To determine whether the solution will be blue or not, we need to consider the reaction that occurs between I2 (iodine) and Na2S2O3 (sodium thiosulfate). The reaction between them is as follows:
2Na2S2O3 + I2 → Na2S4O6 + 2NaI
This reaction forms a complex called sodium tetrathionate (Na2S4O6) and sodium iodide (NaI). The complex, Na2S4O6, gives a blue color to the solution.

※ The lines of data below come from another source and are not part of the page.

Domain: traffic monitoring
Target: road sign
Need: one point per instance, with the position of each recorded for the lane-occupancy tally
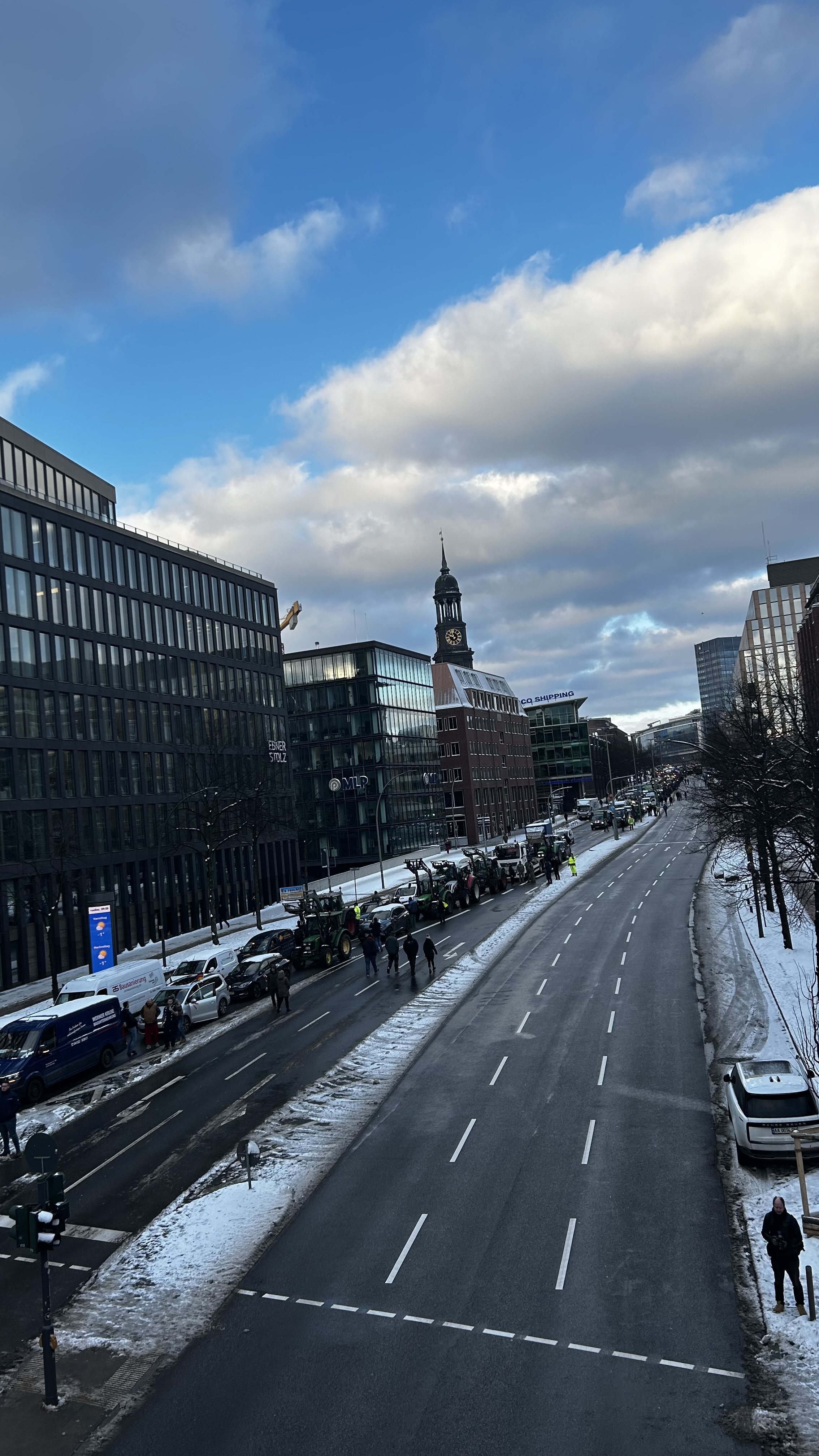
(42, 1154)
(101, 938)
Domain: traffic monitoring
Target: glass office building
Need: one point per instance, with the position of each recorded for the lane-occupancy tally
(123, 659)
(716, 662)
(363, 721)
(562, 755)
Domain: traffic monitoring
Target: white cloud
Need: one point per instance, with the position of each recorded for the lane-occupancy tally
(764, 63)
(680, 191)
(22, 382)
(597, 452)
(211, 264)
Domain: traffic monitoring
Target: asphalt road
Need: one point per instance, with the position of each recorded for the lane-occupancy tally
(132, 1155)
(526, 1251)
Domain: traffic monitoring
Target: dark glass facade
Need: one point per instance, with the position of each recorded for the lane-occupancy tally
(362, 717)
(125, 660)
(560, 752)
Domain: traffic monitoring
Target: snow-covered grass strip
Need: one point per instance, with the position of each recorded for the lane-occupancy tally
(156, 1295)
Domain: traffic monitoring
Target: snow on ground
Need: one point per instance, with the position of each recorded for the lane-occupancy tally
(764, 980)
(152, 1298)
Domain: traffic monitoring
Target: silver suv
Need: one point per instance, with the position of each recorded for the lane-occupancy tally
(766, 1101)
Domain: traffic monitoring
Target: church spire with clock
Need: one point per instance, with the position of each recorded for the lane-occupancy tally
(451, 629)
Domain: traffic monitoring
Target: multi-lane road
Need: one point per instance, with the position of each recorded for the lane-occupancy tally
(526, 1251)
(129, 1157)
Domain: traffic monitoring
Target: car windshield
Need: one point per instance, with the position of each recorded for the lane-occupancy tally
(18, 1041)
(782, 1107)
(188, 969)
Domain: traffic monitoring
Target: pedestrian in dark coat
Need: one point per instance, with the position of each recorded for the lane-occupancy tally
(9, 1109)
(371, 956)
(393, 953)
(430, 954)
(130, 1028)
(785, 1244)
(412, 953)
(283, 989)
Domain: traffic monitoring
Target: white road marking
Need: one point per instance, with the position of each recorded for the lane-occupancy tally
(314, 1023)
(406, 1250)
(231, 1075)
(470, 1126)
(566, 1253)
(127, 1149)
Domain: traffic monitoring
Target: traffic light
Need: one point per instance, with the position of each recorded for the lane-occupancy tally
(25, 1231)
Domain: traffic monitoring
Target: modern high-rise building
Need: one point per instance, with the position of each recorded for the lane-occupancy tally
(768, 646)
(716, 662)
(365, 753)
(127, 664)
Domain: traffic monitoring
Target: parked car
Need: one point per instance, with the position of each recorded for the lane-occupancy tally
(254, 976)
(55, 1043)
(766, 1101)
(202, 1001)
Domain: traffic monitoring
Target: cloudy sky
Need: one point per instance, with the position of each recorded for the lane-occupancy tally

Now, let's analyze the moles of I2 and Na2S2O3 that you've calculated. You have determined that the moles of I2 are 10.66408, and the moles of Na2S2O3 are 10.67256.
Although the moles differ slightly, it's important to note that the balanced equation for the reaction shows a 1:1 stoichiometry between I2 and Na2S2O3. This means that for every 1 mole of I2, we need 1 mole of Na2S2O3 to complete the reaction.
In this case, since both the moles of I2 and Na2S2O3 are similar (with a difference of only 0.00848 moles), it is safe to assume that the Na2S2O3 has been added in excess. This means that all the I2 will react, and there will be excess Na2S2O3 remaining after the reaction is complete.
Therefore, we can conclude that the solution will have a blue color due to the formation of Na2S4O6 (sodium tetrathionate) even if the moles of I2 and Na2S2O3 are not exactly the same.